Sometimes there are just too many tears at bedtime. (And other times too. But hopefully not for long.)

 


 

Comments

  1. ((Hugs)) You don’t have to want to, you just have to know that you will do what you NEED to to make things right for YOU.

    xox

  2. I’m so sorry things didn’t turn out the way you expected. Depression is not an easy fight. Part of that is knowing when to wave your flag for help – which you’ve done. Maybe these meds will be better. Good luck and keep us posted! I’m sending you peaceful (non-teary) vibes.

  3. HUGS. I hate starting new meds. And I hate it when my brain interferes with my plans. And I’m STOMPING MY FEET for you. (But not literally because I do not want to wake the napping baby.)

  4. (HUGS). There is no shame in taking medicine for what you need, and I hope that this next combination works its magic for you! xo

  5. My blip a few weeks ago helped me see that maybe I needed to stay on the meds I was on, at least for now. That made me upset because I felt defeated. But truthfully I’m not defeated, it will just take me a little bit longer. Maybe it will for you too and until it’s time and our hormones and bodies can regulate themselves it’s ok to accept a little help. Let’s be gentle on ourselves.

  6. Many, many hugs, and love.
    Sometimes, life throws you a curveball, because you need it, even when you didn’t know you did. This may be your curveball and savior.
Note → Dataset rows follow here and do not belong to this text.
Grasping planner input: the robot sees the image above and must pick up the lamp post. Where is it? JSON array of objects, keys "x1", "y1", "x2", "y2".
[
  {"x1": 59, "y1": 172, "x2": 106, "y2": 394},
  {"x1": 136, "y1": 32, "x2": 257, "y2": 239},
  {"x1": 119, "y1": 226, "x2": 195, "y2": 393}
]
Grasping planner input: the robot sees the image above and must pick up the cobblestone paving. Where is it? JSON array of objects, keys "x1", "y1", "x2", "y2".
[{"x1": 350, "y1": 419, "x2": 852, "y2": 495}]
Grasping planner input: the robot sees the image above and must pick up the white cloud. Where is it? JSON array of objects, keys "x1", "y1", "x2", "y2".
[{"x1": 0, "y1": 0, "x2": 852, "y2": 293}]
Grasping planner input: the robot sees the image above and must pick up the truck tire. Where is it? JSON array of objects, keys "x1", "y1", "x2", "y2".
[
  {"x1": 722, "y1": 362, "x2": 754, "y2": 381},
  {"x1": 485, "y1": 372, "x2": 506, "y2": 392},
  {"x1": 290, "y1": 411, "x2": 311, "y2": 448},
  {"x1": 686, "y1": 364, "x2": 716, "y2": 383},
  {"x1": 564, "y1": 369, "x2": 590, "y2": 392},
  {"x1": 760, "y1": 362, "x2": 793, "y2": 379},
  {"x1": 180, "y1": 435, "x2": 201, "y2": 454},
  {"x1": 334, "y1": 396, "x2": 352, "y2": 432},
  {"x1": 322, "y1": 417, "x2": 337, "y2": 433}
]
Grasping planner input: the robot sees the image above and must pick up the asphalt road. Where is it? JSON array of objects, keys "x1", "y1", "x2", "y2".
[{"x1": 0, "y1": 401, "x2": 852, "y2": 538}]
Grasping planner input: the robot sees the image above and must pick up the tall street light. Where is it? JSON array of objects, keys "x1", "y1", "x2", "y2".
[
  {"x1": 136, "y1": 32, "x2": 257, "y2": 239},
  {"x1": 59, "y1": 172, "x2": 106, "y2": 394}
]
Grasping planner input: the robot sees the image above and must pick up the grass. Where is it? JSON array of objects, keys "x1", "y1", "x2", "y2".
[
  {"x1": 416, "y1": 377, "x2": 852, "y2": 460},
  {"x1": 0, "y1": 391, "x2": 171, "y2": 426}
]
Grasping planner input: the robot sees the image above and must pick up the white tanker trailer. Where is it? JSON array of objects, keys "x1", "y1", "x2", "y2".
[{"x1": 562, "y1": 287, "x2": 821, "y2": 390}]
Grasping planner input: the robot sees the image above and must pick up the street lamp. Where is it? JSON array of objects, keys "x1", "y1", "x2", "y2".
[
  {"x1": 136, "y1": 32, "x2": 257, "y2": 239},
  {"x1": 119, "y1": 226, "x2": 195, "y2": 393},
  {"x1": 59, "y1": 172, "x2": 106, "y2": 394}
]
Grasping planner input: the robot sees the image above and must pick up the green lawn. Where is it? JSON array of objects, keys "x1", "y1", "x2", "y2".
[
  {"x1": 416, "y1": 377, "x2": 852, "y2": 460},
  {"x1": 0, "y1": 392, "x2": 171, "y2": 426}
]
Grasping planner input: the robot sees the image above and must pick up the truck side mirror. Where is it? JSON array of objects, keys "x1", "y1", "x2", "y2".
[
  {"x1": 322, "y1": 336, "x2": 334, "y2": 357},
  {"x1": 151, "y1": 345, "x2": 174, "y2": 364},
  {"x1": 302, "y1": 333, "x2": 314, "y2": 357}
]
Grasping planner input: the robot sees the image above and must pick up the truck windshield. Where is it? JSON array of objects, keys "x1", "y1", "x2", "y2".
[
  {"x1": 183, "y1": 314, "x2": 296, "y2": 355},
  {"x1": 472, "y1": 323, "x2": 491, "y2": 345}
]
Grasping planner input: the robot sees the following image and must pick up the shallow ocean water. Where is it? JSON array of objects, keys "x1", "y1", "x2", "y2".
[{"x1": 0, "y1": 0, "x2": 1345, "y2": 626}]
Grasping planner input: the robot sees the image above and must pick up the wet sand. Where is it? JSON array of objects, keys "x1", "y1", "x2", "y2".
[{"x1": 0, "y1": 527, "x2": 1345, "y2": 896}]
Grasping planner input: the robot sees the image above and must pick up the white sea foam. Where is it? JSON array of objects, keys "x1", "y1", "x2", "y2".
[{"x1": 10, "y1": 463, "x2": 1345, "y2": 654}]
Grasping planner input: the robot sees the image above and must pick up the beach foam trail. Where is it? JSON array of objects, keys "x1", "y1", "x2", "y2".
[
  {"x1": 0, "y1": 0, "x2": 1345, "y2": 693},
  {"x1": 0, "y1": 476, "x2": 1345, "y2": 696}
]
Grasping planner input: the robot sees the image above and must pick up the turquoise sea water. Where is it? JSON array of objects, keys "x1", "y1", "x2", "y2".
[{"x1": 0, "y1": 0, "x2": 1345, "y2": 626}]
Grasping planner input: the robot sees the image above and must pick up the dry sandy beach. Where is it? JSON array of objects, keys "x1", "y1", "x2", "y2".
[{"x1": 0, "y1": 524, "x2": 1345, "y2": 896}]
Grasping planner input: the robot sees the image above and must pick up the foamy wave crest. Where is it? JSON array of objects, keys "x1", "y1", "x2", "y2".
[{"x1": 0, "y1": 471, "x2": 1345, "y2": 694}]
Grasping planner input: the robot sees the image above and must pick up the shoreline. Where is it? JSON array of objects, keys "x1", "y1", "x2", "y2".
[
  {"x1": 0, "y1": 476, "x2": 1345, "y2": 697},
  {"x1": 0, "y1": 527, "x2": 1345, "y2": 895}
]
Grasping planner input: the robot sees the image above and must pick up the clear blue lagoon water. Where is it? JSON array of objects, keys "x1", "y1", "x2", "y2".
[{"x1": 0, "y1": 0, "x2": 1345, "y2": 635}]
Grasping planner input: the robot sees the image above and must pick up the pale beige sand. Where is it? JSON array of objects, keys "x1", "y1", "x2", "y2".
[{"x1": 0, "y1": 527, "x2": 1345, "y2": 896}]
I hope it is. xo

  7. Oh sweetie. I know it’s hard to need it. It sucks to have to take it. It’s ok to feel that way. But I also know it’ll probably help you feel more like the you, you want to be. And it could be only temporary. The baby is still little, you’re in the relatively early postpartum period. You can get through this to a better time. I promise. Big giant hugs Robin. xo

  8. I never want to come off. That is all <3

  9. I know it sucks to have to change the plan. I know you hate this. I know. And I’m so glad something exists that will make you feel better. Loving you hard through this all.

  10. Huge hugs. So you need the meds . . . it is just at this moment in time and this moment will pass . . . it will!

  11. Needing medication is not a weakness. Recognizing that you do is real strength.

  12. I’m sorry things did not work out as you planned. Hang on tight.

  13. So many times this has happened to me. It is just a crappy feeling all around. And it isn’t for lack of trying, I know you work your butt off to keep it together like all of us. When I realized it wasn’t going to be a moment that passed, or just a blip–but a life long dance–I was humbled. What do women with no access to medication do? They end up like many of our mothers, grandmothers…suffering needlessly, and often at the expense of the children. You are choosing to put your commitment to be a mom over your own desire to ‘be off meds’–that to me, is an act of kindness, Robin. An act of loving kindness where you have once again given over what you thought it was going to be…to be for your family. You are not alone. I am what I call “a lifer”. Now let’s kick some ninja ass on that doubt!

  14. Love you and thinking of you. xoxo

  15. Hi Robin – So complicated! Feeling for you and sorry that you feel bad all around. I hope this works out for you. I wonder what happens to people who don;t have access to medical care or to therapy. Good luck to you. take care, Kathy

  16. Robin, I am sending you my love and support. I am right there with you. I was initially planning to wean off of the meds this summer, and now I think that was a bad idea.